Step 1: Start with Your Gross Income
The starting point for this calculation is your gross annual household income which is defined as your total income before taxes. While you can look at a number of line items on IRS forms, the best way to think of this number is, "What are you living off of today, before taxes?" Once you have this number, record it on paper, in a spreadsheet, or wherever it is convenient.
Step 2: Subtract Taxes, Savings, and Debt
The three items above will vary as a percentage of your total income, but they will typically combine for anywhere from 20% to 50% of your total income. The reason we subtract these three items is we're trying to find your after tax income required during retirement, so today's taxes must be taken out of the calculation. In addition, when you retire, you'll no longer be saving and by that time, you should be completely debt free. Because of these facts, subtract your income taxes, savings, and debt servicing payments (principal and interest, not escrows for taxes or insurance).
Step 3: Adjust for Lifestyle Changes
The final major step is to adjust for any lifestyle changes. For example, when you're just starting your career, you may expect an upgrade in lifestyle whereas when you're in your peak earning years, a lifestyle decrease may be appropriate. Either way, adjusting for lifestyle changes involves considering very carefully what your life will look like and what that will cost when you retire. Once you've adjusted for these changes, you'll have a fairly 'accurate' retirement income goal.
Application: Joe, Age 30
As an example, let's look at Joe who earns $40,000 annually, pays $4,000 in income taxes, saves $6,000, and shells out $5,000 in debt payments each year. He is still far from his peak earnings years and has yet to start a family. He expects his lifestyle to increase to the tune of $8,000 annually. To calculate his retirement income goal, we do the following:
- $ 40,000 - Gross Household Income
- - 4,000 - Income Taxes
- - 6,000 - Savings
- - 5,000 - Debt Payments
- + 8,000 - Lifestyle Increase
- $ 33,000 - Retirement Income Goal
Wrapping Up
Throughout this post, we've used quotation marks around the word 'accurate' because when it comes to retirement planning, there is no such thing as accurate. If you think about retirement planning, it is an attempt to prepare for your future that is constantly changing. Tax rates, investment returns, and your spending will never be constant.

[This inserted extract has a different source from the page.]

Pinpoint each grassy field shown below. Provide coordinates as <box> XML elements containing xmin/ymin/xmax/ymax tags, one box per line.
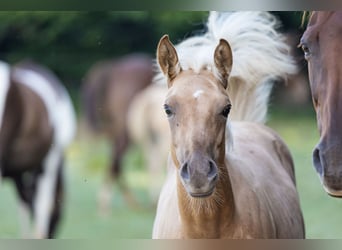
<box><xmin>0</xmin><ymin>103</ymin><xmax>342</xmax><ymax>239</ymax></box>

As a result, the best you can do is re-evaluate your retirement income goal each year to make sure that your target is a reasonable expectation of the future. From there, a great deal of mathematics (a subject for another day) can be applied to account for changes in tax rates, investment returns, and spending patterns, but all of this will be centered on your income goal. If you can be realistic in your goals, and not simply plug in your income today, you'll be well ahead of the game.
I agree retirement planning is very important. I have read some great articles, and this is one of the simplest to understand. Now I know what these retirement calculators I see online are trying to do.